L’arrestation : le début de la garde à vue

Le suspect est appréhendé par un officier de police judiciaire (OPJ) qui lui notifie les raisons de son arrestation, la nature de l’infraction sur laquelle porte l’enquête et ses droits en tant que gardé à vue (notamment le droit d’être assisté par un avocat, le droit de garder le silence, le droit de prévenir un proche et son employeur, le droit d’être examiné par un médecin).

Début de la garde à vue : Heure à partir de laquelle la personne est privée de liberté

Le placement annoncé en garde à vue

Le suspect est conduit dans les locaux de la police ou de la gendarmerie où il est placé sous la surveillance constante d’un OPJ. Il doit remettre ses effets personnels et signer un procès-verbal de placement en garde à vue.

Fichage

Formalités administratives internes, passage au FAED digital et au FNAEG Génétique. Enregistrement de la garde à vue sur le logiciel « GAV online »

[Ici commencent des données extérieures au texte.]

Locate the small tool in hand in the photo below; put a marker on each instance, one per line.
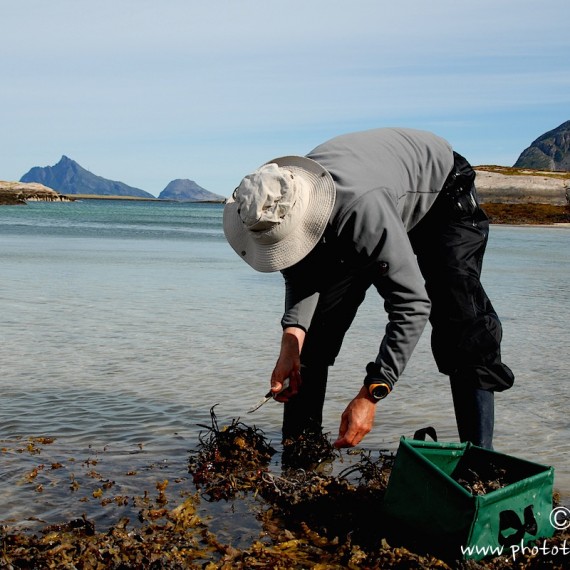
(269, 396)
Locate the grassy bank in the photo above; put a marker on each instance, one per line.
(527, 214)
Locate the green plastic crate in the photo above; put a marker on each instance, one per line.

Quelle est la durée de la garde à vue ?

La durée initiale de la garde à vue est de 24 heures. Elle peut être prolongée de 24 heures supplémentaires sur autorisation écrite du procureur de la République¹. La durée totale ne peut donc pas excéder 48 heures.

Toutefois, dans certains cas, la durée de la garde à vue peut être plus longue :

  • Pour les infractions terroristes, elle peut aller jusqu’à 96 heures, voire 144 heures si le risque d’attentat imminent est avéré².
  • Pour les infractions liées au trafic de stupéfiants, elle peut aller jusqu’à 96 heures².
  • Pour les infractions liées au proxénétisme aggravé ou au crime organisé, elle peut aller jusqu’à 96 heures avec l’accord du juge des libertés et de la détention².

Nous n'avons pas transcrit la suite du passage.